When you think about it, one of the messages of old-fashioned horror tales was that traveling beyond your own personal comfort zone is something you do at your own risk: think of Renfield visiting Dracula’s castle in Transylvania and turning into a bug eater or those intrepid infidel tomb violators from the mummy movies. Yet ever since Brad Davis got slammed into a Turkish prison for ineptly trying to smuggle dope, the stakes have risen. In Hostel, for instance, a trio of doltish young men find themselves trapped in a hellish factory death ‘n’ torture chamber – all for the crime of being outsiders.
As written and directed by Eli (Cabin Fever) Roth, the movie’s a grueling experience for both its characters and the audience. Though it takes a good forty minutes to spring its trap, once it does, Hostel refuses to let you go. Roth’s set-up is simplicity itself: three tourists (two Americans plus a shiftless Icelander who has glommed onto the duo along the way) are traveling Europe for a last chance to go wild.
In Amsterdam, they’re told about a hostel located in Slovakia where the girls are all gorgeous and ready for anything. On the train to this stately pleasure dome, they encounter a creepy Dutch businessman (Jan Vlasák) who provides the foreshadowing, much the same as that hitchhiker did in Texas Chainsaw Massacre. Our heroes kick the creep out of their compartment, but we know we’ll see him again.
The hostel proves to be everything as advertised, but visible in the distance is the smokestack to a large former plastics factory where all our horny Hansels and Gretels are taken to be tortured and killed for the sport of jaded wealthy business types. Cost of each victim, we learn, is dependent on their nationality – with Americans being the highest priced commodity. When one of our threesome escapes his businessman captor, we’re treated to a long and lurid tour of this gruesome facility, and let me tell you, it definitely put me off the idea of ever touring any former Soviet bloc countries.
Per this type of genre exercise, characterization is minimal – so much so that when one of our trio is given the tiniest patch of personal back story, we (wrongly) assume he’ll be the one to survive the excursion. When early in the hostel visit we see a dubbed version of Pulp Fiction being played in the background, we can’t help wishing that Roth shared Quentin Tarantino’s knack for sketching character.
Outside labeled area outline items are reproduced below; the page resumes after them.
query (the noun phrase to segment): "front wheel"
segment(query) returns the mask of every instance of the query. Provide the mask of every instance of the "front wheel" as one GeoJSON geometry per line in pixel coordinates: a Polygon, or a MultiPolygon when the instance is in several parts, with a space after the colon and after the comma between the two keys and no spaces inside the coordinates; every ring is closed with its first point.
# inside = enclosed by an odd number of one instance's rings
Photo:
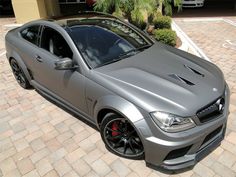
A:
{"type": "Polygon", "coordinates": [[[143,159],[141,139],[127,119],[108,114],[101,123],[101,136],[112,153],[128,159],[143,159]]]}

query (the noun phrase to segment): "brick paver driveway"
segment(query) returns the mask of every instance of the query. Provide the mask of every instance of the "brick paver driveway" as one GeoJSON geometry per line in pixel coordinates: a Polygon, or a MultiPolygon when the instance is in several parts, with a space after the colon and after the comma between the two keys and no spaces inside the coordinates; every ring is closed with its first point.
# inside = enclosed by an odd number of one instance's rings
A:
{"type": "MultiPolygon", "coordinates": [[[[234,98],[227,136],[221,147],[193,169],[174,176],[236,176],[236,51],[221,47],[228,38],[223,41],[219,38],[224,32],[224,37],[228,34],[229,40],[233,40],[236,27],[223,23],[227,29],[224,31],[218,23],[208,26],[197,22],[190,23],[191,26],[189,22],[180,21],[179,24],[225,72],[234,98]]],[[[5,31],[1,32],[2,52],[5,31]]],[[[144,161],[131,161],[109,153],[95,129],[35,90],[21,89],[3,55],[0,56],[0,176],[154,177],[169,174],[147,168],[144,161]]]]}

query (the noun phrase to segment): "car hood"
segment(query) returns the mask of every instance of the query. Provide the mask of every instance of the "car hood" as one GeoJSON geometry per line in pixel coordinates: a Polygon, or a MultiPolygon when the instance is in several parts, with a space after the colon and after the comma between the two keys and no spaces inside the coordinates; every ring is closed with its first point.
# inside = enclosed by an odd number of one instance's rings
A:
{"type": "Polygon", "coordinates": [[[214,64],[159,43],[93,72],[101,85],[149,112],[190,116],[225,89],[214,64]]]}

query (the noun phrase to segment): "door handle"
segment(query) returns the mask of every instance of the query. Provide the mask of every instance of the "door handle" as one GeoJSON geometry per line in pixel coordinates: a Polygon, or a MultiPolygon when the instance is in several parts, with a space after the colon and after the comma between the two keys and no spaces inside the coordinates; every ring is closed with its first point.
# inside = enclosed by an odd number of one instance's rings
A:
{"type": "Polygon", "coordinates": [[[42,58],[38,55],[36,55],[35,59],[38,61],[38,62],[43,62],[42,58]]]}

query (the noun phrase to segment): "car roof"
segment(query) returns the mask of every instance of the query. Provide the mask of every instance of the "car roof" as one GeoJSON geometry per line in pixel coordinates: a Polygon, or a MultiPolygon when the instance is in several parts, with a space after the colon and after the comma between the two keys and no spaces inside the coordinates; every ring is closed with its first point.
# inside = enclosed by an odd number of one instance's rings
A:
{"type": "Polygon", "coordinates": [[[106,14],[102,12],[85,11],[85,12],[79,12],[78,14],[75,14],[75,15],[57,16],[57,17],[52,17],[45,20],[54,22],[62,27],[71,27],[74,25],[81,24],[80,23],[81,20],[84,20],[84,19],[104,19],[104,18],[111,19],[111,20],[119,19],[110,14],[106,14]]]}

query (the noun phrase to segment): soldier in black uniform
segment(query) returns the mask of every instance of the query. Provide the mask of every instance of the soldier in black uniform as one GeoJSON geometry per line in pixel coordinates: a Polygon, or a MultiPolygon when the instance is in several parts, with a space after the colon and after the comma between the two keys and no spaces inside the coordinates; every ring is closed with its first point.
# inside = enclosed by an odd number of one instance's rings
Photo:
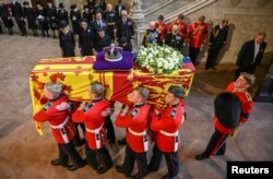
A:
{"type": "Polygon", "coordinates": [[[66,20],[60,22],[59,40],[62,50],[62,57],[75,57],[74,35],[71,31],[69,31],[66,20]]]}
{"type": "Polygon", "coordinates": [[[205,63],[205,70],[215,69],[215,62],[219,50],[226,44],[228,33],[228,20],[223,20],[222,24],[218,24],[212,28],[210,41],[209,41],[209,53],[205,63]]]}
{"type": "Polygon", "coordinates": [[[43,37],[45,37],[47,34],[47,37],[49,37],[49,34],[48,34],[49,26],[48,26],[46,10],[41,7],[40,3],[36,3],[36,5],[37,5],[36,16],[38,19],[38,25],[41,31],[41,35],[43,37]]]}
{"type": "Polygon", "coordinates": [[[121,19],[117,21],[117,40],[119,41],[121,37],[126,37],[127,43],[131,44],[131,39],[134,36],[133,21],[128,17],[126,10],[121,11],[121,19]]]}
{"type": "Polygon", "coordinates": [[[26,36],[25,21],[22,5],[14,0],[12,2],[12,15],[14,16],[22,36],[26,36]]]}
{"type": "Polygon", "coordinates": [[[106,21],[103,20],[102,13],[99,11],[96,12],[95,21],[91,23],[91,27],[94,32],[94,45],[96,46],[96,43],[98,41],[98,39],[100,39],[98,35],[98,29],[103,29],[104,33],[106,33],[107,28],[106,21]]]}
{"type": "Polygon", "coordinates": [[[59,10],[58,10],[58,21],[61,22],[64,20],[69,24],[68,20],[68,11],[64,9],[63,3],[59,3],[59,10]]]}
{"type": "Polygon", "coordinates": [[[105,34],[103,28],[97,29],[98,32],[98,38],[96,39],[97,41],[94,43],[96,51],[103,51],[105,47],[110,46],[111,40],[110,37],[105,34]]]}
{"type": "Polygon", "coordinates": [[[14,26],[14,24],[12,21],[11,8],[8,8],[8,5],[4,3],[0,3],[0,17],[2,19],[4,26],[8,28],[9,34],[13,35],[12,27],[14,26]]]}
{"type": "Polygon", "coordinates": [[[115,7],[115,12],[117,14],[117,20],[121,19],[121,11],[126,10],[126,7],[122,4],[122,0],[118,1],[118,4],[115,7]]]}
{"type": "Polygon", "coordinates": [[[82,56],[93,56],[93,29],[88,26],[86,19],[81,20],[81,31],[79,34],[79,48],[82,56]]]}
{"type": "Polygon", "coordinates": [[[96,3],[94,4],[95,12],[100,12],[102,14],[106,10],[106,3],[104,0],[96,0],[96,3]]]}
{"type": "Polygon", "coordinates": [[[91,8],[91,7],[94,7],[96,3],[96,0],[87,0],[87,5],[91,8]]]}
{"type": "Polygon", "coordinates": [[[58,22],[57,9],[51,0],[47,1],[46,12],[47,12],[47,17],[49,20],[49,26],[54,33],[54,38],[56,38],[55,31],[59,29],[59,22],[58,22]]]}
{"type": "Polygon", "coordinates": [[[104,20],[107,23],[107,29],[106,29],[106,34],[110,37],[111,43],[115,41],[115,25],[116,25],[116,21],[117,21],[117,15],[115,13],[115,11],[112,11],[112,7],[111,4],[107,4],[107,9],[104,12],[104,20]]]}
{"type": "Polygon", "coordinates": [[[123,51],[132,51],[132,45],[127,43],[126,37],[120,38],[119,47],[122,47],[123,51]]]}
{"type": "Polygon", "coordinates": [[[155,28],[155,22],[152,21],[150,22],[150,28],[146,29],[143,40],[142,40],[142,45],[143,46],[147,46],[149,44],[157,44],[159,46],[162,46],[162,38],[161,38],[161,34],[156,31],[155,28]]]}
{"type": "Polygon", "coordinates": [[[87,20],[88,26],[91,26],[91,22],[93,21],[93,13],[91,13],[88,5],[83,7],[83,17],[87,20]]]}
{"type": "Polygon", "coordinates": [[[183,36],[179,33],[178,25],[174,25],[171,32],[167,34],[165,44],[178,51],[182,51],[183,36]]]}
{"type": "Polygon", "coordinates": [[[81,20],[81,13],[76,8],[76,4],[71,4],[70,7],[70,20],[72,22],[72,28],[73,28],[73,34],[76,35],[79,34],[80,31],[80,20],[81,20]]]}
{"type": "Polygon", "coordinates": [[[28,29],[33,31],[33,36],[38,36],[38,26],[36,24],[36,15],[33,8],[29,7],[29,2],[27,1],[23,2],[23,7],[24,17],[27,20],[28,29]]]}

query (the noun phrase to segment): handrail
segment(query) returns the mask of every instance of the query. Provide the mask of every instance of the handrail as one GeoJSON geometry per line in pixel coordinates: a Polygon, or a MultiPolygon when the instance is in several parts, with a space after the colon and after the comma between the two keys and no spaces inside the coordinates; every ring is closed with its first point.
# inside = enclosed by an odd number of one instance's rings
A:
{"type": "Polygon", "coordinates": [[[165,0],[163,2],[156,2],[153,5],[149,7],[147,9],[143,10],[143,14],[144,14],[144,16],[146,16],[146,15],[162,9],[163,7],[170,4],[174,1],[176,1],[176,0],[165,0]]]}
{"type": "Polygon", "coordinates": [[[197,0],[194,2],[191,2],[187,5],[185,5],[183,8],[180,8],[169,14],[167,14],[165,16],[165,23],[168,24],[168,23],[171,23],[174,21],[174,19],[177,19],[177,16],[182,13],[183,15],[188,15],[188,14],[191,14],[211,3],[214,3],[215,1],[217,0],[197,0]]]}

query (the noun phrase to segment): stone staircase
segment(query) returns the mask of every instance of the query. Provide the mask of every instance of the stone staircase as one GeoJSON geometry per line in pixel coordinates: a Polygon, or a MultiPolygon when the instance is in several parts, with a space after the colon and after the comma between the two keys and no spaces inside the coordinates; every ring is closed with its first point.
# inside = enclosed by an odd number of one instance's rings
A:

Still, the Pulp Fiction connection is an apt one. In a lot of ways, Hostel is an extended riff on the Bruce Willis story from that flick.
As promised, the torture sequences are plenty intense, though the moment that most lingers for me involves two escapees and a dangling eye. There are plenty of moments of very black comedy — some involving an American customer (played by ever-ready character weasel Rick Hoffman) visiting the factory for the first time — but the primary tone is nowhere near as goofy or calculatedly low-budget as Roth’s first feature Cabin Fever.
None too surprisingly, Roth’s name shows up as a producer credit on 2001 Maniacs (currently running via Showtime-on-Demand), a broad sequel to Herschel Gordon Lewis’ 1964 pioneering gore film about a southern American ghost town that appears once a year to trap and kill Yankee tourists.
As written by Chris Kobin & Tim Sullivan (and directed by the latter), Maniacs works the same range of overly broad comedy and splattery fx that Roth’s first film did (the producer even briefly reprises his role from Cabin as a hitchhiker), though to those who are familiar with Lewis’ unsavory original, there’s something disconcerting about seeing its sequel made so slickly. In place of the totally inept acting and direction from the original, we get hammy Robert Englund in a confederate eye patch, Lin Shaye as a cannibalistic Granny, a lot of drawling and yee-hawing from the secondaries, and a passel of southern vixens in Victoria’s Secret lingerie that you know weren’t around during the mid-1800’s.
The body count is upped from Hostel — with eight young and largely unlikable young adults getting offed in progressively more inventive ways — but unlike the original, which was just badly enough made that it got you wondering about the mental health of all those involved in it, the follow-up proves to be little more than a disposable footnote. In certain types of exploitation fare, even a modicum of professionalism is not necessarily a good thing.
Still, watching Maniacs on a sunny weekend morning, I couldn’t help comparing it to the tourist nightmare that is Hostel. Pleasant Valley, Georgia, may not be a picturesque European village, but it proves just as deadly to the innocent visitor.